The state of human happiness correlates directly with the amount of vacation time taken by workers.
Hotels and online travel agencies are among the many studying vacation habits in an effort to drum up business.
If they can prove what everyone knows: people who vacation regularly are happier and healthier than workaholics, then maybe they can sell more vacations.
A recent Expedia survey found that among developed nations, workers in Japan take the fewest days off per year, an average of nine days. Although businesses typically allot 16.5 leisure days per year to their staff, most Japanese take about half of them.
In contrast, the poll conducted by Harris Interactive found the happy and healthy people of France get the highest average number of vacation days a year, a whopping 37.5, and most take full advantage of their time off.

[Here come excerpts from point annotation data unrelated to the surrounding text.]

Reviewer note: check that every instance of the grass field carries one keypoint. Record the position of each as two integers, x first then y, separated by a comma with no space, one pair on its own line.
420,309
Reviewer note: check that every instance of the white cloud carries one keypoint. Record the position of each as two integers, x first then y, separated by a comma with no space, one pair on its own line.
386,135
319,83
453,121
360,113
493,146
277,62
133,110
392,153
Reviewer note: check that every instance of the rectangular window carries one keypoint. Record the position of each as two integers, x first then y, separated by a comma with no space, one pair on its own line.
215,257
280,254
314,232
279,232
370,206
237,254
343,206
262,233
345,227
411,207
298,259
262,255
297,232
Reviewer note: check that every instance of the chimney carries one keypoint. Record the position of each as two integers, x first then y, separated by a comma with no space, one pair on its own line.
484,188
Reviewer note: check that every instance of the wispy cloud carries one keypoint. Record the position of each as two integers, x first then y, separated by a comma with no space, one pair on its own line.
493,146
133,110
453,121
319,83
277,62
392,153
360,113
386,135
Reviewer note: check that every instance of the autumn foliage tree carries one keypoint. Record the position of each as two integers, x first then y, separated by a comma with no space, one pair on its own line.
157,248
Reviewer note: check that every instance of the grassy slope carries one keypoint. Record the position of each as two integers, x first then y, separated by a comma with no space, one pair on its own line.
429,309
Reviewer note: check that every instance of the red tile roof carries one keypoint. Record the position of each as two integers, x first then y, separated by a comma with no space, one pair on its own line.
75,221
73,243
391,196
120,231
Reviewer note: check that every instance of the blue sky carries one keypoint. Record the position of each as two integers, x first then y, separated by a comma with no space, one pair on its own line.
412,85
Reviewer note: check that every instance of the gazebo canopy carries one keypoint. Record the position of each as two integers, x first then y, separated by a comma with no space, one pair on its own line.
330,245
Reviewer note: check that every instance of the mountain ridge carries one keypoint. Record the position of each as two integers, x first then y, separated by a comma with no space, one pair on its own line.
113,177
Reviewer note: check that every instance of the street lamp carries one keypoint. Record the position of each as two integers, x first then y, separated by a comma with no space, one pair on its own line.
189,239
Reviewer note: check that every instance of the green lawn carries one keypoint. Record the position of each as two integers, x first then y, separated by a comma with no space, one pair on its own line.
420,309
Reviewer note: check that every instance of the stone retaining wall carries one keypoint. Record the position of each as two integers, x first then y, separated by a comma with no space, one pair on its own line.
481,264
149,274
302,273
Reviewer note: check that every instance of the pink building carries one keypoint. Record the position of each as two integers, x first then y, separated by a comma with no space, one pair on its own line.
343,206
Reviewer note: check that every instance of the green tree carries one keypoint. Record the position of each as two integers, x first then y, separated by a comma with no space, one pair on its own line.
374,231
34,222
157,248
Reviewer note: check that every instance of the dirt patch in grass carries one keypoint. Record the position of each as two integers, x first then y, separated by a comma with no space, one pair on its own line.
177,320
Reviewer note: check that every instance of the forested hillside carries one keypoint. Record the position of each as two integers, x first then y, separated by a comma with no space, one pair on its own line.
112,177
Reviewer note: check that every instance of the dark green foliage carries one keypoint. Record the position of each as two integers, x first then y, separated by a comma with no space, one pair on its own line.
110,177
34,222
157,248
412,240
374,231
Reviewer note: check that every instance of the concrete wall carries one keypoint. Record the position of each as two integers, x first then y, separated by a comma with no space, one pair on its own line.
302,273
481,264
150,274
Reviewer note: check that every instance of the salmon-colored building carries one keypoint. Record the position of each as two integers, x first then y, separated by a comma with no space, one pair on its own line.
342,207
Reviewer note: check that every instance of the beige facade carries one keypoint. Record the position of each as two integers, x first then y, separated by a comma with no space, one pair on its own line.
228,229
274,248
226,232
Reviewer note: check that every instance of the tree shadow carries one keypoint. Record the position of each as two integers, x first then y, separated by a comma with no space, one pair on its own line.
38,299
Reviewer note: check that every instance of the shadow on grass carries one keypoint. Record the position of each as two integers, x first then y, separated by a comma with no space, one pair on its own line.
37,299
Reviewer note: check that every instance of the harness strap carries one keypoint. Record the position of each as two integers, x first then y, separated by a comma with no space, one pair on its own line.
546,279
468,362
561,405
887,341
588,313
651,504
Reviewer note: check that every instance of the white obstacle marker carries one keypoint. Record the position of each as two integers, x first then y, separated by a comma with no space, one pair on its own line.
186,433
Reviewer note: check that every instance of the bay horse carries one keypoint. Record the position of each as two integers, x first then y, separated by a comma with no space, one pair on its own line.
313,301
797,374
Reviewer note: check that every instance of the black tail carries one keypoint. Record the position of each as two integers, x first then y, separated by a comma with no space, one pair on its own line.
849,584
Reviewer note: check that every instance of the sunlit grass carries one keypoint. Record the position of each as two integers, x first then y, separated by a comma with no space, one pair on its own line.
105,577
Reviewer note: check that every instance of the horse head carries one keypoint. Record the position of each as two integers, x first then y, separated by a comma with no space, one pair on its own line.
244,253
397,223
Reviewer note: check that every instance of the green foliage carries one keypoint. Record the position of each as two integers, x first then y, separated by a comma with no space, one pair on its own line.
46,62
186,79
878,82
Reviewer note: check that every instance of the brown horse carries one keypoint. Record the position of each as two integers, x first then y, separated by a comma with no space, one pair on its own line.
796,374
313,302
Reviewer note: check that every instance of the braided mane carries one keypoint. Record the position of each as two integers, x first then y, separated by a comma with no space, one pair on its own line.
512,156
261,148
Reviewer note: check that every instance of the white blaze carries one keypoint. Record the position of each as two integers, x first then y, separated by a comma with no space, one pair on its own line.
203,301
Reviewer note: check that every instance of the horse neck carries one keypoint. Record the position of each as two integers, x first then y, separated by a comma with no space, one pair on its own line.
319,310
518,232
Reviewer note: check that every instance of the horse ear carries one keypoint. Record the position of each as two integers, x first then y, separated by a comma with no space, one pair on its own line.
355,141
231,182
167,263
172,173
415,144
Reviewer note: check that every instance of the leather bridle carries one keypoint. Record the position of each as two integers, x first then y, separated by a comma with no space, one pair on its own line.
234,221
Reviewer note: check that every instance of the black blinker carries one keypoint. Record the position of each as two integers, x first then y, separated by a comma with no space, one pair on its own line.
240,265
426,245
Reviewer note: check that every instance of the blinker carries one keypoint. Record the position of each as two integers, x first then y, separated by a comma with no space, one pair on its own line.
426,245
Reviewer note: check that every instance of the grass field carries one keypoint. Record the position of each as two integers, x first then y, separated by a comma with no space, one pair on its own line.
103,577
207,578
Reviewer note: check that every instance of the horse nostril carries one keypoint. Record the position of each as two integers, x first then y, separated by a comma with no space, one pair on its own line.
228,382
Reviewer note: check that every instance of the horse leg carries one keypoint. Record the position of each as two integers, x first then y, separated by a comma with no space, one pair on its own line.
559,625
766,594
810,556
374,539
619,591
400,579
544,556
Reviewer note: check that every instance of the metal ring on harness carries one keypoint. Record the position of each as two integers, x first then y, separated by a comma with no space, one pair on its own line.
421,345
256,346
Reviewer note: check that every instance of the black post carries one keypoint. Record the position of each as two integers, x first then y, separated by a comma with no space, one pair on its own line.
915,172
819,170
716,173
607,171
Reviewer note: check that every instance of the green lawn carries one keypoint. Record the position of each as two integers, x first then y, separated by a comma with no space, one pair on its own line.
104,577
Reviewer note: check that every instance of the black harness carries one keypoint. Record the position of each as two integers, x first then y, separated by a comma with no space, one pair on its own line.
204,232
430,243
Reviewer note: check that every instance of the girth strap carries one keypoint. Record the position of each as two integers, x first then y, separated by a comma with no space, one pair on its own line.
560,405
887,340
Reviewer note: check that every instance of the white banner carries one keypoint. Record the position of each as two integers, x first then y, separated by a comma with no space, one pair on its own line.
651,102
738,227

Just ahead of Japan, the United States gives workers an average of only 17 vacation days per year. A Westin Hotels survey found that 64% of Americans have canceled a vacation due to work worries, but of those who took them, the maximum number of days off was 14.
Workers in Denmark, Germany and Norway — affluent countries with avid travelers — were most likely to take full advantage of the days given, using 93% of their allocated vacation of 29, 27.5, and 28 days respectively. This may lead to making them the happiest people on earth.
In more stats about happy-go-lucky workers, New Zealand workers were given an average of 19.5 days vacation a year and would take about 17 while in Australia people usually take about 16.5 days of the 20 days' holiday permitted.
In Canada, real Canadians tend to use 90 percent of an average holiday allowance of 20 days.
In Sweden, workers use 89 percent of 27.5 days.
The employed in Great Britain use 91 percent of 28 days; in Italy it's 82 percent of 32.5 days, and in laid back Spain they use 89 percent of 32 days.
If the workaholics at FTFc had the time, we'd run a birth rate analysis against all these numbers because researchers at the Marshfield Clinic Research Foundation found that women who take a holiday once a year or more are almost twice as apt to be satisfied with their marriage as those who escape less often.